Cólera reprimida ancestral

Foto del día 02-05-2013 a la(s) 22:29

Cólera Reprimida Ancestral

Hay muchas personas que desde que nacen son enojados, desde que nacen,  sus madres reportan que no saben qué les pasa pero que estos niños se enojan por cualquier cosita, por cualquier situación y que se mantienen enojados, como si todo les molestara.

En algunos de los casos, lo que hemos encontrado es que estos niños lo que tienen es una gran cantidad de energía de cólera reprimida dentro de ellos, sí, una gran cantidad de molotes de cólera reprimida que viene hasta de 5 o más generaciones atrás.  Qué interesante no?  cómo es posible?  o sea que la cólera ni siquiera era de ellos y ellos la cargaron?  pues….. aunque usted no lo crea, sí, definitivamente aunque la cólera no sea de ellos, la vienen cargando.

Funciona así:   si una tatarabuela  por ejemplo,  se reprimió sus cóleras y sus enojos  ya sea porque así le enseñaron,   por asuntos culturales, religiosos, por machismo, etc., y no las expresó ni liberó esa energía al exterior, ese molote de energía viene empaquetada junto con la próxima generación que nace, y si esa generación tampoco se liberan de esa energía de cólera reprimida,, pasa a la siguiente generación y así llega hasta nosotros.  Cada generación no sólo ya trae el paquete de cólera reprimida que no han liberado sus ancestros, sino también la cólera propia que tampoco aprendieron a expresar porque generalmente se repite el mismo patrón y son pocos los que se atreven y animan a romperlo.
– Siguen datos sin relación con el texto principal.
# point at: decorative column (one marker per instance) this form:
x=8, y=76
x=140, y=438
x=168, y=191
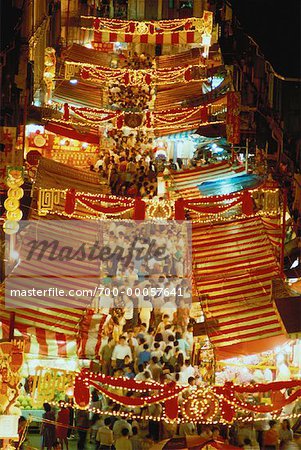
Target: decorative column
x=140, y=9
x=132, y=9
x=160, y=6
x=197, y=8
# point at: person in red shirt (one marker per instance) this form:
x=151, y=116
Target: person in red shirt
x=62, y=431
x=271, y=437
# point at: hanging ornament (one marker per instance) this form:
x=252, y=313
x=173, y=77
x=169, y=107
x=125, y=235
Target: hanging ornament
x=15, y=215
x=119, y=121
x=187, y=74
x=126, y=78
x=148, y=79
x=11, y=227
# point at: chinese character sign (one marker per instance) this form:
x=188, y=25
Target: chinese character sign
x=233, y=119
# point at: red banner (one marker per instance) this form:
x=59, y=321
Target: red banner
x=233, y=119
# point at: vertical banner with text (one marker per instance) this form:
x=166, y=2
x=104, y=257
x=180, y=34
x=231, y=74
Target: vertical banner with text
x=233, y=119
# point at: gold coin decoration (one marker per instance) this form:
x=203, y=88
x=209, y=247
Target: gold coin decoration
x=14, y=215
x=11, y=227
x=15, y=193
x=14, y=183
x=11, y=204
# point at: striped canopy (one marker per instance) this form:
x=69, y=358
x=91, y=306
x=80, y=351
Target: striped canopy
x=191, y=443
x=186, y=182
x=234, y=265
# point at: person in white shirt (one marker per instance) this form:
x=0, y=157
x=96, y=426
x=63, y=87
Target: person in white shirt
x=145, y=311
x=119, y=425
x=187, y=371
x=188, y=336
x=187, y=429
x=104, y=436
x=128, y=313
x=121, y=350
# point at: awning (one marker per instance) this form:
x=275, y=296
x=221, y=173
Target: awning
x=215, y=130
x=290, y=312
x=72, y=133
x=186, y=182
x=234, y=265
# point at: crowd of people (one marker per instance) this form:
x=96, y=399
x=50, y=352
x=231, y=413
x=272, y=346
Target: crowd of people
x=129, y=173
x=130, y=97
x=107, y=431
x=134, y=61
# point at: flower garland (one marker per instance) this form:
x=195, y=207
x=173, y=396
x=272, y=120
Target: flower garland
x=204, y=404
x=165, y=76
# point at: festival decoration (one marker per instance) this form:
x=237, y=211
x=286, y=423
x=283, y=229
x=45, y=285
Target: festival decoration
x=204, y=404
x=12, y=204
x=49, y=71
x=11, y=360
x=125, y=76
x=233, y=120
x=166, y=392
x=8, y=141
x=110, y=205
x=188, y=118
x=211, y=206
x=51, y=384
x=177, y=31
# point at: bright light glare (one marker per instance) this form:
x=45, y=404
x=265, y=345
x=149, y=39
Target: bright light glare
x=14, y=255
x=295, y=264
x=31, y=128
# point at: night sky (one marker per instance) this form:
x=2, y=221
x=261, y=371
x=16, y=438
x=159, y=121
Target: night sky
x=275, y=26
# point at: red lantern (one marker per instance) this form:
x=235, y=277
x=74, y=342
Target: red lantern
x=70, y=201
x=148, y=79
x=187, y=74
x=132, y=27
x=96, y=24
x=126, y=78
x=66, y=111
x=84, y=74
x=120, y=121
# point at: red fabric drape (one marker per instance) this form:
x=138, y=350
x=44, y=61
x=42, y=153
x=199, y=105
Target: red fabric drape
x=106, y=209
x=70, y=201
x=247, y=203
x=180, y=209
x=139, y=209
El color que ayuda a liberar la cólera reprimida que podamos traer del pasado o haber acumulado en el presente es el color amarillo.  Recomendamos usar Colorlight amarillos aplicados en todos el cuerpo una vez por semana por uas 8 semanas para realmente deshacernos de toda esa energía atorada.  También hay técnicas como el Matrix para retirar con consciencia toda esa cólera reprimida y otras más.

Este artículo es un llamado a todos ustedes a que no permanezcamos apáticos en la vida ajustándonos a los bloqueos que traemos y que nosotros mismos formamos, este es un llamado a crecer, a sanar y a ser cada día personas más felices y más integradas.  Parte de nuestra misión es sanar o iluminar un pedacito de ese árbol familiar para que las generaciones venideras tengan más paz y alegría en sus vidas.